Aside from the stellar acting, Insomnia stands out because of its unique setting and plot. Both working against the detective. The investigation is taking place in a part of Alaska where the sun never goes down. This creates a beautiful, nightmare atmosphere where by the end of it, Pacino’s character is like a Freddy Krueger victim in the leadup to their eventual, exhausted death as he runs around town trying to catch a serial killer while dealing with the debilitating effects of insomnia. Meanwhile, he’s under an internal affairs investigation for planting evidence to catch another child killer and accidentally shoots his partner who he just found out is about to testify against him. The kicker here is that the killer knows what happened that fateful day and is using it to blackmail Pacino’s character into letting him get away with his own crimes.

If this is the kind of “what would you do?” intrigue we get with the story from Longlegs? We’ll be in for a treat. Hoo-ah.


FALLEN (1998)

Longlegs serial killer fallen

Fallen may not be nearly as obscure as Memories of Murder or Cure. Hell, it boasts an all-star cast of Denzel Washington, John Goodman, Donald Sutherland, James Gandolfini, and Elias Koteas. But when you bring it up around anyone who has seen it, their ears perk up, and the word “underrated” usually follows. And when it comes to the occult tie-ins that Longlegs will allegedly have? Fallen may be the most appropriate film on this entire list.

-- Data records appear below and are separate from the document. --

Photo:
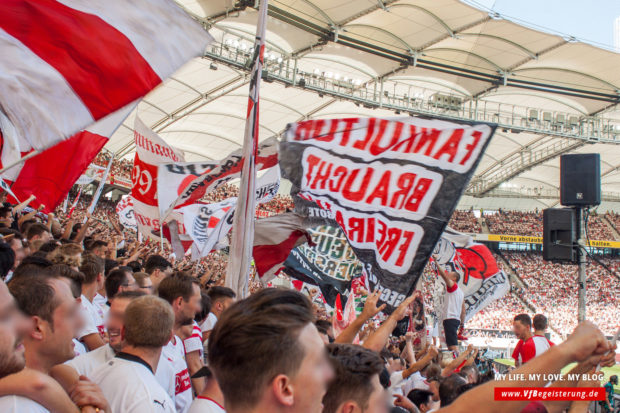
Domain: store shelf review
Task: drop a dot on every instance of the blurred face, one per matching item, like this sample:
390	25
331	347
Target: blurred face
7	220
147	286
378	401
190	307
13	327
130	283
221	305
101	251
56	344
394	365
519	329
46	236
310	382
115	321
20	253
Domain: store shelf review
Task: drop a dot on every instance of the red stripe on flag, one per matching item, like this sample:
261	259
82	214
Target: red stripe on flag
51	174
268	256
99	62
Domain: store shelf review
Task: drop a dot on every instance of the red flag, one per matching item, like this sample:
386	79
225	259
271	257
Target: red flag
274	239
82	61
51	174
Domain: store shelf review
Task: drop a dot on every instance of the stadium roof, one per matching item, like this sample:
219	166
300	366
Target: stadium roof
550	94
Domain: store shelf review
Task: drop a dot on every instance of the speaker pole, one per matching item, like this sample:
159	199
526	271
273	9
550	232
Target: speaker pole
581	281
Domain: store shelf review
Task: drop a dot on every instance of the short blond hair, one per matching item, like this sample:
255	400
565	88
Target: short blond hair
140	277
66	254
148	322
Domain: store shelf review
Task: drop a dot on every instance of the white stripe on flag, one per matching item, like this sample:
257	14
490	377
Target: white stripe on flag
42	90
141	28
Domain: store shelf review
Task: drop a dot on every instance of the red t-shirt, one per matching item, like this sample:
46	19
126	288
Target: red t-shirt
525	350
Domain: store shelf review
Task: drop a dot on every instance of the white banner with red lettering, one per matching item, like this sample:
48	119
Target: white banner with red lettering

In the movie, Detective Hobbs (Washington) catches vicious serial killer Edgar Reese (Koteas) who seems to place some sort of curse on him during Hobbs’ victory lap. After Reese is put to death via electric chair, dead bodies start popping up all over town with his M.O., eventually pointing towards Hobbs as the culprit. After all, Reese is dead. As Hobbs investigates he realizes that a fallen angel named Azazel is possessing human body after human body and using them to commit occult murders. It has its eyes fixated on him, his co-workers, and family members; wrecking their lives or flat-out murdering them one by one until the whole world is damned.

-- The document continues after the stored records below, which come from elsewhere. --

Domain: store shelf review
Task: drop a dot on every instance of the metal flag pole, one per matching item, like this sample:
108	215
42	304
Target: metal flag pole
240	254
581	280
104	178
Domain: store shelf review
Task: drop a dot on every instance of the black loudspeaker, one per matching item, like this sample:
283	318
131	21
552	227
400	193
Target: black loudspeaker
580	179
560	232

Mixing a demonic entity into a detective/serial killer story is fascinating because it puts our detective in the unsettling position of being the one who is hunted. How the hell do you stop a demon who can inhabit anyone they want with a mere touch?!

Fallen is a great mix of detective story and supernatural horror tale. Not only are we treated to Denzel Washington as the lead in a grim noir (complete with narration) as he uncovers this occult storyline, but we’re left with a pretty great “what would you do?” situation in a movie that isn’t afraid to take the story to some dark places. Especially when it comes to the way the film ends. It’s a great horror thriller in the same vein as Frailty but with a little more detective work mixed in.


Look for Longlegs in theaters on July 12, 2024.